С той же застенчивостью он, улучив минуту, спросил Шумова:
- К вам заходил Оруджиани. В каких вы с ним отношениях?
- В хороших. А вы его тоже знаете?
- Лично - нет. Я незнаком с ним. Но слышал: это одна из самых сильных фигур в нашем студенческом движении.
- А разве есть такое движение?
- Я имею в виду работу среди передового студенчества...
Он помолчал, выжидательно посматривая на Шумова. Потом добавил нерешительно:
- Я читал, что еще до раскола Российской социал-демократической партии в ней различались "мягкие" - мартовцы и "твердые" - ленинцы. Мне кажется, Оруджиани твердый человек.
- Да, он человек, видимо, твердый.
Румянцев опять помедлил:
- Вы, конечно, вправе... Вы ведь меня совсем не знаете. Но я надеюсь, мы с вами еще поговорим.
Побывав у врача, он сообщил Грише:
- Глаза у меня оказались в порядке. Ну, а все остальное сейчас не принимают во внимание. Да, впрочем, и остальное, - Румянцев замялся, - у меня тоже в порядке. Приходится думать: куда же теперь податься?

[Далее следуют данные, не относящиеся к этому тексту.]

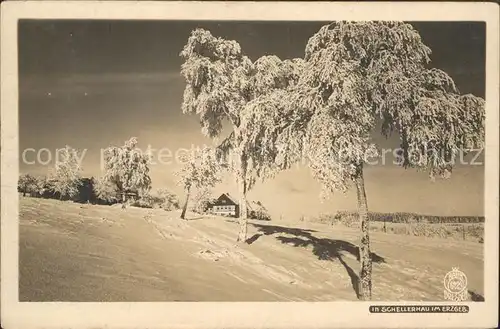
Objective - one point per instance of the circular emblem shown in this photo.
(455, 285)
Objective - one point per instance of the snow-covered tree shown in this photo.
(105, 190)
(221, 84)
(355, 73)
(126, 170)
(67, 174)
(201, 170)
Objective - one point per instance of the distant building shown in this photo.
(225, 205)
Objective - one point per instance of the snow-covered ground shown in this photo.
(75, 252)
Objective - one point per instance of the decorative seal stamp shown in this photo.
(455, 285)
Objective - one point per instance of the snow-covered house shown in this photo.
(225, 205)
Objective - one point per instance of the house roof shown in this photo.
(232, 199)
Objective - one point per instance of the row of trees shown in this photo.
(354, 78)
(126, 179)
(126, 174)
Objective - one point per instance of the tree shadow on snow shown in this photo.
(323, 248)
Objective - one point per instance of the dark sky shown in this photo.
(92, 83)
(68, 47)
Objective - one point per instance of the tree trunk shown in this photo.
(124, 200)
(184, 209)
(365, 273)
(243, 213)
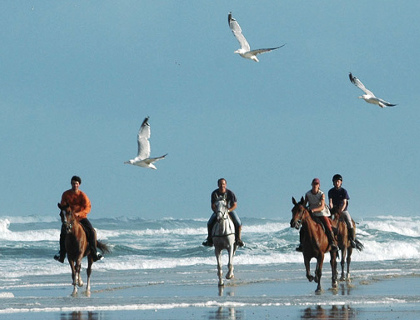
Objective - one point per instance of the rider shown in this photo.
(316, 201)
(339, 197)
(231, 201)
(80, 205)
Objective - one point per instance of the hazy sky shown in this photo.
(78, 78)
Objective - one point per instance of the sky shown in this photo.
(77, 78)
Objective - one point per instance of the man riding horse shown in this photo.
(79, 204)
(223, 192)
(339, 197)
(317, 207)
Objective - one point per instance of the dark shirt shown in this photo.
(338, 196)
(230, 197)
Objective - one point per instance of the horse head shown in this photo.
(221, 209)
(67, 216)
(297, 213)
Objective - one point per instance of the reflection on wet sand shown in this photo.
(225, 313)
(336, 312)
(78, 315)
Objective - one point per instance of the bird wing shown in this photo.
(259, 51)
(360, 85)
(143, 140)
(388, 104)
(237, 32)
(151, 160)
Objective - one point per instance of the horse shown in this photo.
(315, 243)
(223, 235)
(77, 248)
(343, 242)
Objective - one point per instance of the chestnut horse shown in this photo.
(315, 243)
(344, 243)
(77, 248)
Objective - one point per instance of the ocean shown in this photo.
(158, 265)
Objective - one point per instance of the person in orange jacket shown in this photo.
(79, 204)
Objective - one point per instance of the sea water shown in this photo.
(161, 264)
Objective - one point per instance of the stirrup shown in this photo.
(207, 243)
(97, 257)
(240, 243)
(59, 258)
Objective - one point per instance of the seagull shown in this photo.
(142, 159)
(245, 50)
(369, 96)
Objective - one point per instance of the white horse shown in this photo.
(223, 235)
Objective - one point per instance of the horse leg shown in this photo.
(318, 272)
(73, 276)
(334, 272)
(350, 251)
(218, 253)
(343, 263)
(307, 262)
(89, 272)
(230, 263)
(78, 269)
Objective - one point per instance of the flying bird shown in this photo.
(369, 96)
(142, 159)
(245, 50)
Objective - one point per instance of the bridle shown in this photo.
(297, 215)
(68, 224)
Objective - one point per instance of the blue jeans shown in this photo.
(235, 219)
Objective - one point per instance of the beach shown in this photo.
(158, 269)
(255, 293)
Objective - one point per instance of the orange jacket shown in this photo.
(79, 203)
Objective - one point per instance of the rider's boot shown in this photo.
(239, 241)
(300, 248)
(352, 237)
(61, 255)
(209, 241)
(331, 240)
(96, 256)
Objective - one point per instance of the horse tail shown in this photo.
(359, 245)
(103, 247)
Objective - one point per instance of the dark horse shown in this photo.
(77, 247)
(343, 242)
(315, 243)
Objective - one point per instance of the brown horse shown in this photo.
(344, 244)
(315, 243)
(77, 248)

Пожалуй, самое умное будет последовать примеру Киллера.
- Поступить в Николаевское? Но туда ведь только дворян принимают.
- Смешно, - улыбнулся сконфуженно Румянцев, - но я - дворянин. Дворянин... Мой отец со своим дворянским паспортом служил статистиком в земской управе и нуждался всю жизнь - большая была семья. А я, чтобы не умереть с голоду, занимаюсь перепиской нот и театральных ролей. Смешно, правда?

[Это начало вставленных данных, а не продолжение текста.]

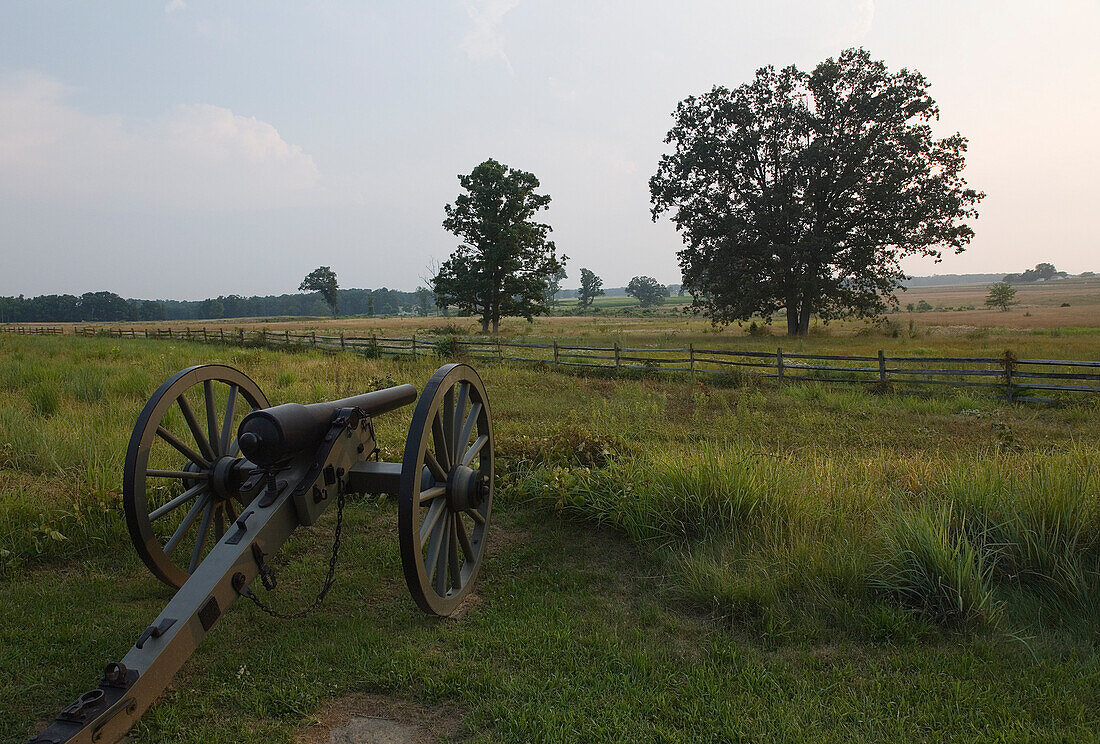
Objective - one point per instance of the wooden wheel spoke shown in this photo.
(440, 440)
(464, 539)
(446, 549)
(211, 416)
(162, 516)
(429, 521)
(460, 411)
(447, 414)
(194, 426)
(453, 562)
(437, 470)
(468, 428)
(182, 529)
(178, 501)
(198, 474)
(200, 537)
(432, 493)
(227, 423)
(474, 449)
(435, 549)
(182, 448)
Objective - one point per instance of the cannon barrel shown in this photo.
(273, 435)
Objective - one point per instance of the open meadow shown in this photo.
(670, 560)
(1054, 319)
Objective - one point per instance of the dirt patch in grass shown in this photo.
(502, 538)
(380, 719)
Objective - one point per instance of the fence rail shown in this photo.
(1016, 379)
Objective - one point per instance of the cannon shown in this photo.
(216, 480)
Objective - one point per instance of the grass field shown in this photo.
(1054, 319)
(671, 560)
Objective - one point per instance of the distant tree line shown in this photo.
(91, 306)
(109, 307)
(1042, 272)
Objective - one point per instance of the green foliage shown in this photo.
(506, 261)
(1002, 295)
(322, 280)
(932, 567)
(647, 291)
(1042, 272)
(845, 155)
(591, 287)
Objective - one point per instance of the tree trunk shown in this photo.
(804, 319)
(798, 318)
(792, 320)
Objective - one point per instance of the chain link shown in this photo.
(248, 593)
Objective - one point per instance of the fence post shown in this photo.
(1010, 363)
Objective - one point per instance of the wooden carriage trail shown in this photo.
(1015, 379)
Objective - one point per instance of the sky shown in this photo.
(189, 149)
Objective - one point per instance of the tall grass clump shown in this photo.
(1036, 518)
(664, 501)
(930, 566)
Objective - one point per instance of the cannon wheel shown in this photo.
(446, 491)
(167, 484)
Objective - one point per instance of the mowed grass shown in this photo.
(672, 561)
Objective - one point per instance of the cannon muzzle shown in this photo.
(273, 435)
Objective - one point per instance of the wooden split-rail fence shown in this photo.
(1016, 379)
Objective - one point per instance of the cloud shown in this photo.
(483, 41)
(191, 157)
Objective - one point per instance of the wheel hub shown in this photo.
(465, 489)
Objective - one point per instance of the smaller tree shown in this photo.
(647, 291)
(322, 280)
(591, 287)
(553, 284)
(422, 301)
(1002, 295)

Гриша с недоумением поглядел на Румянцева: лицо курносое, в веснушках, "рязанское", - вот, оказывается, какие дворяне водятся на Руси...

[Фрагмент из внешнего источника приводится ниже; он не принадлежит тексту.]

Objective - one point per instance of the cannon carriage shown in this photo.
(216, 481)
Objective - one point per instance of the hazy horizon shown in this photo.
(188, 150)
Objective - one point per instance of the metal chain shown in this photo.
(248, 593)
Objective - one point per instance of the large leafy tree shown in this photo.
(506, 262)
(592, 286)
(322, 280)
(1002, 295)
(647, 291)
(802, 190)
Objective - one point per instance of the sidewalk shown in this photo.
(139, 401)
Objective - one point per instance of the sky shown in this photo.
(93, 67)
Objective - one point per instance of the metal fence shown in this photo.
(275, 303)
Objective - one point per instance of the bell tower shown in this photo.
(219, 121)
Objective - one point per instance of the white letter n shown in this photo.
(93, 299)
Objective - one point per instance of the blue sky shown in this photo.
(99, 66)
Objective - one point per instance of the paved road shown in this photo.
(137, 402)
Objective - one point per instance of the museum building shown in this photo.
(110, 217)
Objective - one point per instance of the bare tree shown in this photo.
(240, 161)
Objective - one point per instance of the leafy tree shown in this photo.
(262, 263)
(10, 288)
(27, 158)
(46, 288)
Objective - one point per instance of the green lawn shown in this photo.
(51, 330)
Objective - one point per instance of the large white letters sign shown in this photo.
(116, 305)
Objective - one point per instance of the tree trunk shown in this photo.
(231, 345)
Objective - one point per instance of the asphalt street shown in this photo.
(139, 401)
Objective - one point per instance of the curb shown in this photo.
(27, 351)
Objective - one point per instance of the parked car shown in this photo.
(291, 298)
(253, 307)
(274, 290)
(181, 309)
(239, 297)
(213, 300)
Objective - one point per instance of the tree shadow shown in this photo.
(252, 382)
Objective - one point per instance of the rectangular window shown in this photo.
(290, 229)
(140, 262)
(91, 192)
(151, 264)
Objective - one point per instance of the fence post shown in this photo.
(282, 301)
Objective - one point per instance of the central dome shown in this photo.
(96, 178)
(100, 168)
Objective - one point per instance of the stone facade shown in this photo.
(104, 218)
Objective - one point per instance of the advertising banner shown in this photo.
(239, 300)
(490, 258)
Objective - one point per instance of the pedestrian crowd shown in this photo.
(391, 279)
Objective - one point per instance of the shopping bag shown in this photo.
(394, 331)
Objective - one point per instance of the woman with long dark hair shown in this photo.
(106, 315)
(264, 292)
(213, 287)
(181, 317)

Пришел черед и Шумову идти - в который раз! - на прием к глазнику. Снова его заставляли читать таблицы, на которых нижние буквы сливались перед ним в смутную вереницу каких-то букашек... Снова вливали под веки расширяющие зрачок капли, исследовали глазное дно... Дело тут было поставлено добросовестно: Офицер российской армии должен обладать нормальным зрением!
А на четырнадцатый день - ровно на четырнадцатый, с военной точностью - Шумову вручили документ: близорукость, у него шесть с половиной диоптрий, к строевой службе не годен.
Он не сразу понял. К строевой не годен... а куда же тогда?
- Для вас - это белый билет, - объяснил Грише опытный в таких делах Шак, не скрывая своей зависти и даже некоторой досады. - Студентов в солдаты сейчас не берут, а в офицеры вы не годитесь. Эх, вот кому повезло-то! А мне, богатырю, видно, суждено - скатку на плечи да на строевое ученье с лихой песней "Бескозырки тонные, сапоги фасонные да буль-буль-бутылочка казенного вина"!
- Да и казенного вина, солдатской утехи, сейчас не дадут! откликнулся Сердий.
Григория Шумова, охватило смутное чувство. Он и облегчение испытывал, словно гора с плеч свалилась - можно будет вернуться к университетской жизни, к реферату о Фурье, - и в то же время сильным было другое чувство: какой-то неловкости. Почти стыда. Сроки врачебных испытаний пришли к концу, хилый философ был признан годным, жаловавшийся на слабую грудь и кашель Шак - тоже... а ему, силачу Шумову, дали белый билет, освободили от воинской повинности.